The rest of Saturday night after getting home from the club, I laid awake thinking about Lauren. I was still so aroused from what happened earlier and the more I thought about it the more my arousal grew. I couldn't quit thinking about it though no matter how much I tried. I will admit, I have never masturbated but I have never been that turned on by anyone before. After coming home from the club Saturday night I felt the strong need to release some seriously built up sexual tension.

Just thinking about Lauren and her body against mine made me wet, so I slowly slipped a finger into my wet pussy and couldn't believe how good it felt. I added another finger and slowly fingered myself until I released all over my hand. Same thing running through my head all day Sunday and Sunday night, I just couldn't get her or her moans out of my mind. I know I'm just torturing myself but she is just... perfection.

Now every time I look at Lauren I just want to take her right then and there. I want to make her cum on my fingers so I can lick them clean and taste her. I can picture myself walking into her office at school and bending her over her desk and fucking her until she screams my name for the whole school to hear. Just remembering the small moans that escaped her mouth at the club makes me wonder what she would sound like in the midst of mind blowing sex.

At least at school my mind is somewhat distracted by class work, well, most of the time. Sitting in first period class, Ms. Smith keeps glancing at me during the whole hour and 45 minutes. I wonder if she knows I am sexually frustrated or maybe I'm acting weird to her or maybe she can tell something is wrong. Hell, I don't know why she keeps looking at me. I have never been this sexually frustrated by someone but Lauren has done it to me. I'm beginning to think Ms. Smith can tell maybe. I don't know if she can or not but... I'm so screwed. All I want is Lauren but I can't have her so Ms. Smith might just have to make do. I mean she seems interested or... maybe concerned but I'm going with interested because it's hard to read her.
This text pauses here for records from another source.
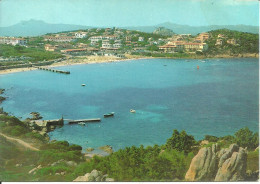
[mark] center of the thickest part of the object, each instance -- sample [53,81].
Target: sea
[203,97]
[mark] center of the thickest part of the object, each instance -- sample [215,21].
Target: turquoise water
[218,99]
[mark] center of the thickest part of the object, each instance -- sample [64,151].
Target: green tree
[180,141]
[246,138]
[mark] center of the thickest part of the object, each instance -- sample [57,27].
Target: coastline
[107,59]
[77,61]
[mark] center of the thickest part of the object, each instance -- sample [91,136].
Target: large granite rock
[94,176]
[212,165]
[233,168]
[204,165]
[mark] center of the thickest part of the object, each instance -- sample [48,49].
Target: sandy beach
[76,61]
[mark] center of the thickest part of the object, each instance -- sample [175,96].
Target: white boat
[132,110]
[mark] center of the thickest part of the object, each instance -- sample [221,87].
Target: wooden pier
[53,70]
[94,120]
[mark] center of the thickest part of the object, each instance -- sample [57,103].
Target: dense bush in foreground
[167,162]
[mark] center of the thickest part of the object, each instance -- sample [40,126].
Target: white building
[81,35]
[13,41]
[95,39]
[59,38]
[141,39]
[117,45]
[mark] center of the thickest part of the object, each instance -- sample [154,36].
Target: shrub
[181,141]
[211,138]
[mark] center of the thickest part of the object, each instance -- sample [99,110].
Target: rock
[233,168]
[212,165]
[226,153]
[107,148]
[89,149]
[203,166]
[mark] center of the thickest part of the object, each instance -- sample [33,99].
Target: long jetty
[94,120]
[53,70]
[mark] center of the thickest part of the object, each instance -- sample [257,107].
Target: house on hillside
[59,38]
[202,37]
[50,48]
[232,41]
[219,42]
[74,51]
[13,41]
[80,34]
[195,47]
[141,39]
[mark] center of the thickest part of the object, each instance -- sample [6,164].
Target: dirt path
[25,144]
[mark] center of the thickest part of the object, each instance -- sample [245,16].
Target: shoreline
[70,62]
[109,59]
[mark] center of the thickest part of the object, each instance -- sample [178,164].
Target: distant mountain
[185,29]
[36,28]
[163,31]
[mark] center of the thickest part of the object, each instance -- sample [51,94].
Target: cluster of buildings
[108,39]
[222,38]
[13,41]
[179,45]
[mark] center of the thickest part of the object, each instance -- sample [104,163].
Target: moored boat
[109,114]
[132,110]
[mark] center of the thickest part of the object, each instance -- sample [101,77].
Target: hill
[37,27]
[185,29]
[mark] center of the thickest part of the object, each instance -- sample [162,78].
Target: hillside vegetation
[60,161]
[245,42]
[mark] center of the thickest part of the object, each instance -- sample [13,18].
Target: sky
[118,13]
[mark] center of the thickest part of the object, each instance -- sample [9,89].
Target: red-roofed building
[13,41]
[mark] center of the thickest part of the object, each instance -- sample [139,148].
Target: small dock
[53,70]
[94,120]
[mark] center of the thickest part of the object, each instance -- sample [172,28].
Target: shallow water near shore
[218,99]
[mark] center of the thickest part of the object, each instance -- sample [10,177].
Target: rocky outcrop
[35,116]
[204,165]
[94,176]
[210,164]
[34,170]
[62,161]
[90,149]
[107,148]
[233,166]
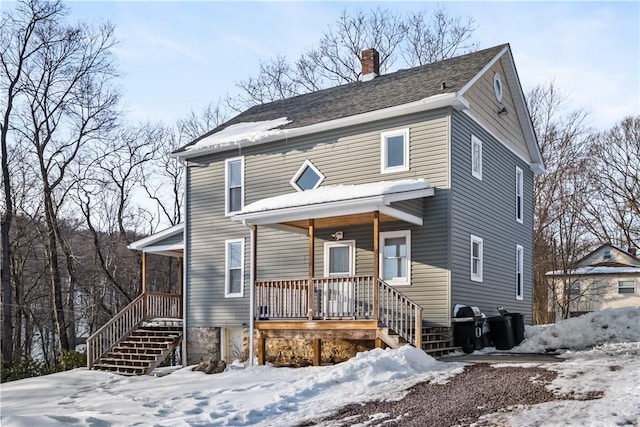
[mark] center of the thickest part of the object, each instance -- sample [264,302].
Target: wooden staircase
[141,351]
[437,341]
[140,337]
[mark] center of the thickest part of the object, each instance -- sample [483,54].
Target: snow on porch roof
[162,242]
[337,200]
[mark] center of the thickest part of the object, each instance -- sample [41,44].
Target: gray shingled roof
[389,90]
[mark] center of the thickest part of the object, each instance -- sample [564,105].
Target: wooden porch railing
[400,314]
[334,297]
[145,306]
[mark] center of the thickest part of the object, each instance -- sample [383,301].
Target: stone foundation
[203,343]
[299,351]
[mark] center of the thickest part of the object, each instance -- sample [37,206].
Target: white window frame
[396,281]
[351,244]
[519,273]
[227,188]
[227,255]
[307,164]
[519,195]
[384,136]
[498,87]
[476,141]
[627,287]
[477,277]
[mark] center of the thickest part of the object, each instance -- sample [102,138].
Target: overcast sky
[179,56]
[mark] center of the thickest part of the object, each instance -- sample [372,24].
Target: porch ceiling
[337,205]
[340,221]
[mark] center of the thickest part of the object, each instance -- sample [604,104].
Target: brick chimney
[370,64]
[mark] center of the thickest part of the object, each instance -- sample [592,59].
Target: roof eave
[452,99]
[139,245]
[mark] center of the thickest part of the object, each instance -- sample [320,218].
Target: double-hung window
[476,258]
[519,272]
[395,257]
[234,268]
[476,157]
[519,195]
[394,151]
[234,185]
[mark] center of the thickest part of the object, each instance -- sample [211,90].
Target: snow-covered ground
[282,396]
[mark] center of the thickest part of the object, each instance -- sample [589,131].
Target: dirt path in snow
[481,389]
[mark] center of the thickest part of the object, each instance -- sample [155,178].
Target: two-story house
[364,211]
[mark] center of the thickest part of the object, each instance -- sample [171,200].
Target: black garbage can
[467,328]
[501,331]
[517,323]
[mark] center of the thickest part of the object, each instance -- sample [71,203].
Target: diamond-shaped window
[308,177]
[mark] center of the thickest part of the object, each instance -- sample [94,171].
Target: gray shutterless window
[234,184]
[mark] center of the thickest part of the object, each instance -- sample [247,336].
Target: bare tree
[18,44]
[615,213]
[65,101]
[336,59]
[560,236]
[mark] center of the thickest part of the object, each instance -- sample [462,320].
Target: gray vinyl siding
[346,156]
[487,209]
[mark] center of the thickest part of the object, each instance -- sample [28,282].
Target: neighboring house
[606,278]
[362,211]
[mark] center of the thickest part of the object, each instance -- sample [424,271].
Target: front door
[339,262]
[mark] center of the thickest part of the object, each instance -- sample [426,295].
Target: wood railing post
[311,268]
[418,328]
[376,263]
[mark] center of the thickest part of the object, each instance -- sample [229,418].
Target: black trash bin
[517,322]
[501,332]
[467,328]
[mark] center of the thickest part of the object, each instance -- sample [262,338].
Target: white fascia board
[408,195]
[170,250]
[431,103]
[401,215]
[139,245]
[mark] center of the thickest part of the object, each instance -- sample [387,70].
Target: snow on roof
[335,193]
[586,271]
[246,131]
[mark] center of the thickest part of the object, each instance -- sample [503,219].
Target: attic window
[497,86]
[308,177]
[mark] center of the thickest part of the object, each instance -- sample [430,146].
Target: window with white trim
[395,257]
[476,258]
[476,157]
[519,195]
[575,288]
[627,287]
[519,272]
[234,185]
[308,177]
[394,151]
[234,268]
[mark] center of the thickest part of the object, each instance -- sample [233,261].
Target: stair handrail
[129,318]
[399,313]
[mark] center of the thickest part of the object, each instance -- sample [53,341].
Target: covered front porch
[339,304]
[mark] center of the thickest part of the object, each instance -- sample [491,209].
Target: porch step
[437,341]
[393,340]
[142,350]
[443,351]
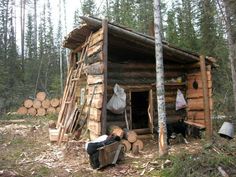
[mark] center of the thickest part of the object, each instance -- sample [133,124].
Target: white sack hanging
[117,103]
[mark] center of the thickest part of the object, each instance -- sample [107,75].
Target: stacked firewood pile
[129,138]
[40,106]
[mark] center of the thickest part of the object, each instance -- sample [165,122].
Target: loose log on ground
[55,102]
[131,136]
[127,145]
[37,104]
[138,143]
[32,111]
[51,110]
[41,112]
[115,130]
[28,103]
[22,111]
[41,96]
[46,104]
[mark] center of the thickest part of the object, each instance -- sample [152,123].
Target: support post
[205,97]
[105,57]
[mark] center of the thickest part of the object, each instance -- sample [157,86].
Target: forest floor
[25,150]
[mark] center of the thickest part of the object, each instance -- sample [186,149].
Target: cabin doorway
[139,107]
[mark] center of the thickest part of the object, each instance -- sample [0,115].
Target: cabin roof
[139,41]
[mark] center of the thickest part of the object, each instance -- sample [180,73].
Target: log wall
[139,75]
[195,110]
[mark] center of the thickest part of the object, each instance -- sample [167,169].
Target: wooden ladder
[69,96]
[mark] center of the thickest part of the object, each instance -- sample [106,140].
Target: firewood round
[55,102]
[32,111]
[22,111]
[41,96]
[51,110]
[127,145]
[28,103]
[37,104]
[131,136]
[41,112]
[138,143]
[46,103]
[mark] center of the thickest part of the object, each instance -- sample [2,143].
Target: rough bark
[231,36]
[160,81]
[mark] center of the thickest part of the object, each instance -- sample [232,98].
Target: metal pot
[227,129]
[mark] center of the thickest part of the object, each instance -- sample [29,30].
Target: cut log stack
[40,106]
[130,141]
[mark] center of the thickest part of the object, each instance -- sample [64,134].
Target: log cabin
[118,55]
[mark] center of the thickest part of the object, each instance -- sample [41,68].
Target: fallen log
[22,111]
[37,104]
[28,103]
[46,104]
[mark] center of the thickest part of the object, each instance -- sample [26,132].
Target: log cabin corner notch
[119,55]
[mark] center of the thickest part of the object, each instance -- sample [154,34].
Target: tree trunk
[160,81]
[231,34]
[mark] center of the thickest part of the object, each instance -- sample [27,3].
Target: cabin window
[139,106]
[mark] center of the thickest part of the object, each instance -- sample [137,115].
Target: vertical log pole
[160,81]
[105,57]
[205,97]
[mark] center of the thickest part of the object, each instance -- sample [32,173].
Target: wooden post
[205,97]
[160,90]
[105,57]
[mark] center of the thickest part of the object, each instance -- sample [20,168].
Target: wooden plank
[96,37]
[95,79]
[206,97]
[94,69]
[105,59]
[99,89]
[95,49]
[96,102]
[94,127]
[197,93]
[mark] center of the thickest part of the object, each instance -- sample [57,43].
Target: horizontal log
[199,82]
[95,114]
[195,115]
[94,49]
[94,127]
[95,79]
[94,69]
[98,90]
[197,104]
[197,93]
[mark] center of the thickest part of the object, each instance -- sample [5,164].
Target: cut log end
[28,103]
[41,96]
[22,111]
[55,102]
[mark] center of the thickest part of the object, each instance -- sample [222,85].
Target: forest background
[37,62]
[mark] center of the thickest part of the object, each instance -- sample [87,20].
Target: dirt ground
[25,150]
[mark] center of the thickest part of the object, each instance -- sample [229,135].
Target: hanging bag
[117,103]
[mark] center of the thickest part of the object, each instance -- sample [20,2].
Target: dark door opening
[139,106]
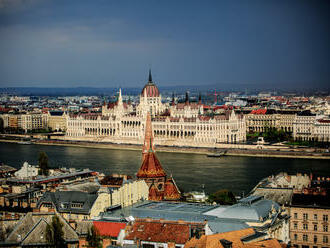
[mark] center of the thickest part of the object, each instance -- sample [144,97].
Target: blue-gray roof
[252,208]
[64,200]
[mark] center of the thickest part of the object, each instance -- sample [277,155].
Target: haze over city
[228,44]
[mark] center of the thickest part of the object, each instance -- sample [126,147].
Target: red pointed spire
[148,138]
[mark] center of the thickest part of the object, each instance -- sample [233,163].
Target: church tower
[152,172]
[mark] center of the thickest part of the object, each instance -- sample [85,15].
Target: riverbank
[264,153]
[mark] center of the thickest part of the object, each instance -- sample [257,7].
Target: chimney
[226,243]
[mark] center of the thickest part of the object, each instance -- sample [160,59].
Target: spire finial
[150,77]
[187,98]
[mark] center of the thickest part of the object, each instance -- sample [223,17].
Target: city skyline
[113,44]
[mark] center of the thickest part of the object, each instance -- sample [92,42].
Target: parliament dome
[150,89]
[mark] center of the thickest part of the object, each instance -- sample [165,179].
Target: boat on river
[216,155]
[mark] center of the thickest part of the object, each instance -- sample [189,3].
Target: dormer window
[77,205]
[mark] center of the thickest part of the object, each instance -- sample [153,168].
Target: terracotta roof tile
[109,229]
[159,232]
[151,167]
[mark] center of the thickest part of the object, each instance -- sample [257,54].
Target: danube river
[191,171]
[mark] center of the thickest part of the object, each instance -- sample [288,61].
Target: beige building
[129,193]
[57,120]
[303,126]
[261,119]
[27,122]
[177,125]
[322,130]
[74,205]
[309,222]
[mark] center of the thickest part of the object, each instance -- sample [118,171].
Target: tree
[223,197]
[43,163]
[54,232]
[93,238]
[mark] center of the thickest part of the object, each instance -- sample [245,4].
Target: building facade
[176,125]
[309,222]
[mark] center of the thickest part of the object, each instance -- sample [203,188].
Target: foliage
[2,128]
[93,238]
[223,197]
[54,233]
[273,134]
[43,163]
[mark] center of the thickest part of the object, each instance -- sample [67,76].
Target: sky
[112,43]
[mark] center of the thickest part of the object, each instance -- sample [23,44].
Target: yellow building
[57,120]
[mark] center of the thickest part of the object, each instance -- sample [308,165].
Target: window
[305,216]
[305,226]
[305,237]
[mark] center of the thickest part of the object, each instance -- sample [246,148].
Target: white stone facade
[178,125]
[27,171]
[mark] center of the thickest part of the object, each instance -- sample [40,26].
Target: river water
[191,171]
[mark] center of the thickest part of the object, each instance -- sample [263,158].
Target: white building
[176,125]
[27,171]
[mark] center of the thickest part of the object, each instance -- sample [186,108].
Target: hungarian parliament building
[173,124]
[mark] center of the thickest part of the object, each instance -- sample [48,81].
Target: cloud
[4,4]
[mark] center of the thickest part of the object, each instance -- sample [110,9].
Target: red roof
[159,232]
[259,111]
[323,121]
[151,167]
[155,194]
[109,229]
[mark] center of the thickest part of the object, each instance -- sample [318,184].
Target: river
[191,171]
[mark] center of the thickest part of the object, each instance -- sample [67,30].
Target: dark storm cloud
[113,43]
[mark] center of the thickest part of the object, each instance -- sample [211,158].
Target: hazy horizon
[223,44]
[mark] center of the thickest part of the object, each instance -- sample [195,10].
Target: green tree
[54,232]
[43,163]
[93,238]
[223,197]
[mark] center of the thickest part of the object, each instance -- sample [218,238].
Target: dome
[150,89]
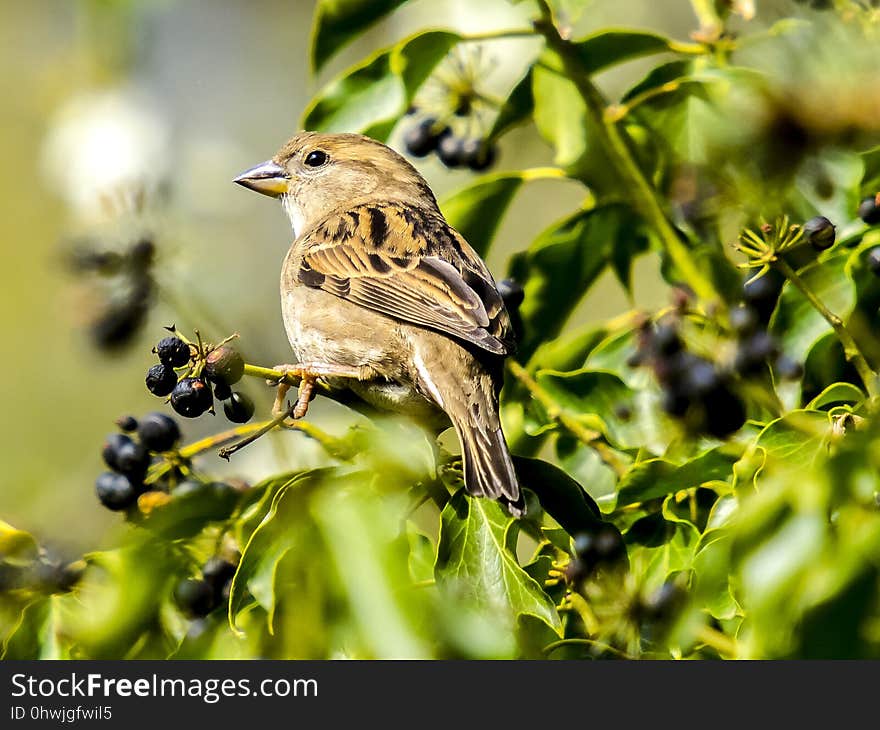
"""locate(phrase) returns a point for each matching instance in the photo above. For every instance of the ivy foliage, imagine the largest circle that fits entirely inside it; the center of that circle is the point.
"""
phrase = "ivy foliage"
(652, 532)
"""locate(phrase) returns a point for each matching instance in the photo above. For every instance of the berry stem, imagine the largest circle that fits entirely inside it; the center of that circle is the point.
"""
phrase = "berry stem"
(585, 435)
(850, 348)
(618, 146)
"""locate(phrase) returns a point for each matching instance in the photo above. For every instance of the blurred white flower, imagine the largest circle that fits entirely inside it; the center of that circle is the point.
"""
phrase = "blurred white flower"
(107, 153)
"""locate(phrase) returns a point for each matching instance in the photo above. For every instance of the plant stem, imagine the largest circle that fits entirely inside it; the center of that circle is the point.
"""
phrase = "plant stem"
(587, 436)
(617, 146)
(850, 348)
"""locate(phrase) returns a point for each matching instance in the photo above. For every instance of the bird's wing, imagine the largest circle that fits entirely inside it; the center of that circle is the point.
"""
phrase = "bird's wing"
(406, 262)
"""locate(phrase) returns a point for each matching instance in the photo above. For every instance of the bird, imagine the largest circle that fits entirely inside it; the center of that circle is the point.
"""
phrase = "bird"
(381, 295)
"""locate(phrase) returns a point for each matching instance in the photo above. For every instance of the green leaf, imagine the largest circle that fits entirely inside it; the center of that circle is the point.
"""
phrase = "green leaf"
(657, 477)
(611, 47)
(476, 210)
(596, 398)
(360, 533)
(796, 323)
(837, 393)
(563, 262)
(17, 547)
(476, 558)
(516, 109)
(338, 22)
(372, 95)
(561, 496)
(283, 528)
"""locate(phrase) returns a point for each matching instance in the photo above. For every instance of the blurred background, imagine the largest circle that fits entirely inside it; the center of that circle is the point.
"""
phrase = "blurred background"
(123, 124)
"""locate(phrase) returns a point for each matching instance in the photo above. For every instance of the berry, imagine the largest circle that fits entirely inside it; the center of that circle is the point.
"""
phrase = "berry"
(161, 379)
(700, 379)
(477, 154)
(195, 597)
(218, 573)
(874, 261)
(111, 449)
(421, 140)
(222, 390)
(132, 460)
(115, 491)
(173, 351)
(450, 150)
(869, 210)
(819, 231)
(239, 408)
(743, 320)
(127, 423)
(666, 340)
(224, 363)
(725, 412)
(158, 432)
(191, 397)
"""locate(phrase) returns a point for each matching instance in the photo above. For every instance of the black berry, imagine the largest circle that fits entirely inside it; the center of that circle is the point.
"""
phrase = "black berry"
(725, 412)
(115, 491)
(421, 140)
(869, 210)
(195, 597)
(173, 351)
(224, 363)
(819, 231)
(161, 379)
(158, 432)
(127, 423)
(239, 408)
(191, 397)
(450, 150)
(222, 390)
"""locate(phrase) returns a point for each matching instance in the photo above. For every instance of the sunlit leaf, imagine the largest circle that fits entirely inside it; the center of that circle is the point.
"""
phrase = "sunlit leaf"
(476, 559)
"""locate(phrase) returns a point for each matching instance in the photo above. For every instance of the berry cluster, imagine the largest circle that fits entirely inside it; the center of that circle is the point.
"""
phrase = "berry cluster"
(131, 291)
(450, 116)
(209, 372)
(592, 551)
(198, 597)
(431, 135)
(129, 454)
(694, 389)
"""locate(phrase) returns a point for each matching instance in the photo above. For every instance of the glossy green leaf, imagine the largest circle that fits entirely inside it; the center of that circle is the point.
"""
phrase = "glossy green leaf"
(371, 96)
(476, 558)
(563, 262)
(338, 22)
(283, 528)
(796, 323)
(476, 211)
(658, 477)
(560, 495)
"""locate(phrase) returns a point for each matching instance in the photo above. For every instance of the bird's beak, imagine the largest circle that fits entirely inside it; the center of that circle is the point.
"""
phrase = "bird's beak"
(268, 178)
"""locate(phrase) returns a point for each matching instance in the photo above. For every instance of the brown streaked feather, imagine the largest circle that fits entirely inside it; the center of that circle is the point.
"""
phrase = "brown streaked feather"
(406, 262)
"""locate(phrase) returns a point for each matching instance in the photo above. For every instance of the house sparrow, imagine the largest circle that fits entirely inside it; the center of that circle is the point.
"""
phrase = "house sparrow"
(379, 294)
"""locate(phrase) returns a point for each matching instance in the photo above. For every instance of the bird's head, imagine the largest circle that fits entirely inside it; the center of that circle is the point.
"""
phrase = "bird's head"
(315, 174)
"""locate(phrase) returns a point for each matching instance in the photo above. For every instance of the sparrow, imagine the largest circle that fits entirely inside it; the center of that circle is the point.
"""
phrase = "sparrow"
(381, 295)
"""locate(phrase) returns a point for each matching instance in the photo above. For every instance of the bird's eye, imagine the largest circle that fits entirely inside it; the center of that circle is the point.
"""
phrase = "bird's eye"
(316, 158)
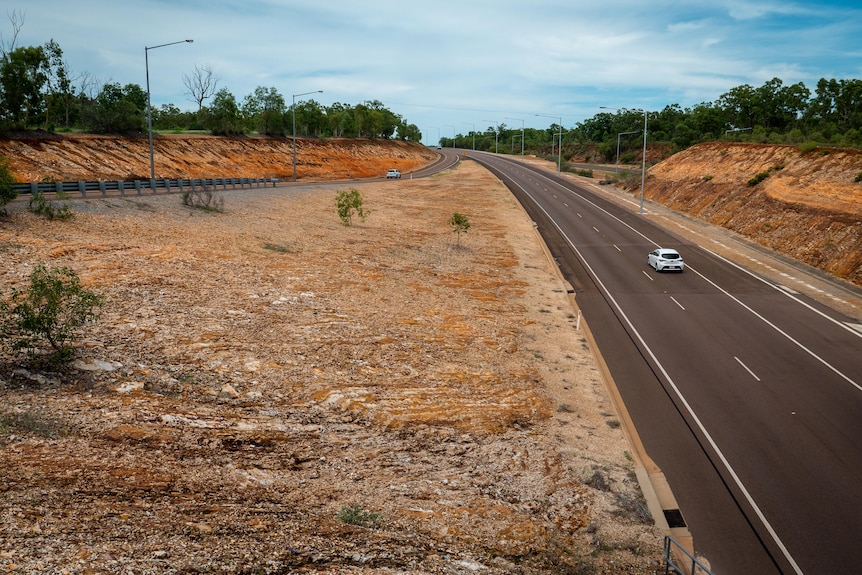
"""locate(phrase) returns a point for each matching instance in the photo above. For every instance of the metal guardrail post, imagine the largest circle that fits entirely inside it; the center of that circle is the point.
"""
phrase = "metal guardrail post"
(672, 546)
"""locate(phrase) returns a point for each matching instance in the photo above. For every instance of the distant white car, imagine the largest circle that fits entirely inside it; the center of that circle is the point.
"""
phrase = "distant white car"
(665, 259)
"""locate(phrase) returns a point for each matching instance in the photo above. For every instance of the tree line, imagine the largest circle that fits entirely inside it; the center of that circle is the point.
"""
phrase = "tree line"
(772, 113)
(37, 91)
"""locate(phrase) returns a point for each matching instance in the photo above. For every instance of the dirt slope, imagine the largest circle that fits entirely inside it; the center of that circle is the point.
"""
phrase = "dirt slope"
(807, 207)
(258, 371)
(87, 157)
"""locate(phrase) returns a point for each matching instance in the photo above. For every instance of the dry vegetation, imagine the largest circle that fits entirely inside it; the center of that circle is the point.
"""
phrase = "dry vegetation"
(268, 391)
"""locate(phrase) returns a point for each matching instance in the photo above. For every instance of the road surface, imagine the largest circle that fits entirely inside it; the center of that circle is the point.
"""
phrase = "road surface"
(746, 393)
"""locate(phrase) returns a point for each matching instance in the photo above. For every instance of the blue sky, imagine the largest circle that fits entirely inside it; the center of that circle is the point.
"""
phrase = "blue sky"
(450, 66)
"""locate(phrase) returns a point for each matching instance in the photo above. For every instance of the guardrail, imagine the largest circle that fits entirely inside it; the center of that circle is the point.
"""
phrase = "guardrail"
(140, 187)
(674, 556)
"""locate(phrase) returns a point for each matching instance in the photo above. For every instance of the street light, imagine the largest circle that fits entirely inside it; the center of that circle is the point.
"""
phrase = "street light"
(513, 140)
(149, 112)
(560, 151)
(618, 148)
(474, 133)
(293, 109)
(453, 133)
(643, 160)
(522, 135)
(438, 134)
(493, 123)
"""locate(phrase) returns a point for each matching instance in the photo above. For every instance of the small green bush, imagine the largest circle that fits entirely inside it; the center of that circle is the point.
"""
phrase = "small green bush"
(349, 202)
(203, 199)
(50, 311)
(7, 193)
(39, 205)
(758, 178)
(460, 224)
(354, 515)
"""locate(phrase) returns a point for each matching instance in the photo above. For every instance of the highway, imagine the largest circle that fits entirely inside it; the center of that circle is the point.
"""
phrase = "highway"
(747, 394)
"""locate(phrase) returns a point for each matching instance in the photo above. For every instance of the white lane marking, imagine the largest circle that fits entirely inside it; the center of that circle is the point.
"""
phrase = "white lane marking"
(678, 392)
(754, 375)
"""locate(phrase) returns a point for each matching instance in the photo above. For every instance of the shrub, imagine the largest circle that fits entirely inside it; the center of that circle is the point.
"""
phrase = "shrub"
(50, 311)
(203, 199)
(39, 205)
(460, 224)
(347, 202)
(7, 192)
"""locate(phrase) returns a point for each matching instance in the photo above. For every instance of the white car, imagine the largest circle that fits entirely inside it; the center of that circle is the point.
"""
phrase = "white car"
(665, 259)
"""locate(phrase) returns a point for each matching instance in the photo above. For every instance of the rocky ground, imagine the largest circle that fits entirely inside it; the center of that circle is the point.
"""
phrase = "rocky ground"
(269, 391)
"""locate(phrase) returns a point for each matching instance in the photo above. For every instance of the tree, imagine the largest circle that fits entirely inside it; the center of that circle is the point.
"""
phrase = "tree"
(201, 84)
(264, 111)
(460, 224)
(223, 117)
(7, 192)
(347, 202)
(50, 311)
(23, 74)
(117, 110)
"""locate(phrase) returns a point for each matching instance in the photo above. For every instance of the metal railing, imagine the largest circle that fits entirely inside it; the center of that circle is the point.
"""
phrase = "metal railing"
(140, 187)
(677, 559)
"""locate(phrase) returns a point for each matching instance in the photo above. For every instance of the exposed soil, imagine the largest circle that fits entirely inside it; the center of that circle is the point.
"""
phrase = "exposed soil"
(258, 374)
(808, 206)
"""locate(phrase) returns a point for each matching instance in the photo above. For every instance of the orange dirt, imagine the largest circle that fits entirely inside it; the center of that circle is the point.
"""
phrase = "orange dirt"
(88, 157)
(809, 206)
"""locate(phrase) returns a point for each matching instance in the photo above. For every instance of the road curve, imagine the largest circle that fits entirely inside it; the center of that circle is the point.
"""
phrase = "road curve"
(747, 395)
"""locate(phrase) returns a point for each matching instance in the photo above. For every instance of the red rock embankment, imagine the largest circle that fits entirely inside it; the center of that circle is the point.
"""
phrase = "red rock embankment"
(91, 157)
(807, 205)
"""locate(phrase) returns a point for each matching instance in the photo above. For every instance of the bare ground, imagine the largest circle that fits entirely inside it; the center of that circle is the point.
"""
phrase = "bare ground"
(257, 373)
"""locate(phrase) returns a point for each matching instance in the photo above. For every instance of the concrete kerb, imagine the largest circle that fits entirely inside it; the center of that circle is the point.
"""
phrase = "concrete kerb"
(653, 483)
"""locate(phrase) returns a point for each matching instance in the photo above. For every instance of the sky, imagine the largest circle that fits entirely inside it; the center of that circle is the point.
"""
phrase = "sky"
(454, 66)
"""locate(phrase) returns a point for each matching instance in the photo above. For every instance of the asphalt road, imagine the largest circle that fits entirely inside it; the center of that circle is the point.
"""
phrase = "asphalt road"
(747, 394)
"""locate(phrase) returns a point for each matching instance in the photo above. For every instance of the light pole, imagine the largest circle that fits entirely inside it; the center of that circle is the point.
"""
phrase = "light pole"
(495, 133)
(474, 133)
(643, 160)
(453, 133)
(293, 109)
(149, 106)
(618, 148)
(513, 140)
(560, 150)
(522, 135)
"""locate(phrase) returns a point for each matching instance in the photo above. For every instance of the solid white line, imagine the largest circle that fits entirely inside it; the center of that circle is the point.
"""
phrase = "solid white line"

Second period is a breeze with nothing eventful happening and by the time lunch rolls around I have mostly got my mind off of the whole Lauren situation. Well, that is until I see her bent over in the hallway picking up a piece of paper when I am on my way to my last class of the day. Her pencil skirt is tightened around her ass as she is bent over. Seeing her bent over reminds me of Saturday night when she was grinding that sexy ass into me.

I just freeze in place and can't help but stare at her. When she stands back up, she turns around to start walking down the hallway. She stops immediately when she sees me. I can't help but involuntarily lick my lips while looking at her. Her face turns red and she quickly turns on her heels walking the other direction. Even standing up and walking her skirt is tight on her ass. And just seeing her ass sway side to side when she walks, umm... damn that ass. Now I'm right back to being aroused and maybe more than before.

All through Advanced Design 101, I am a mess. I can't concentrate to even get my work done. The teacher is constantly telling me to pay attention. I need a distraction and I need one now. Looking at my watch I realize I only have five minutes left in this class. While watching those painfully slow five minutes pass I have an idea. I will be honest that it's not the best idea or a very appropriate one but at this point I kind of don't care. I'm to the point I would let someone touch me even if it wasn't Lauren. I just don't know how much longer I can take this.

Once the bell rings I am out the door making my way back to the other end of school. Ms. Smith has her planning period now and I have decided I'm going to make a move on her even though I know I shouldn't. Hell, I don't even know if she for sure likes me or is even a lesbian, not that it would stop me even if she was straight. But I need Lauren off my mind and this is the only solution I can think of even though I know it's not a good one. But hey, I've already fucked up enough like it is so I might as well add to it.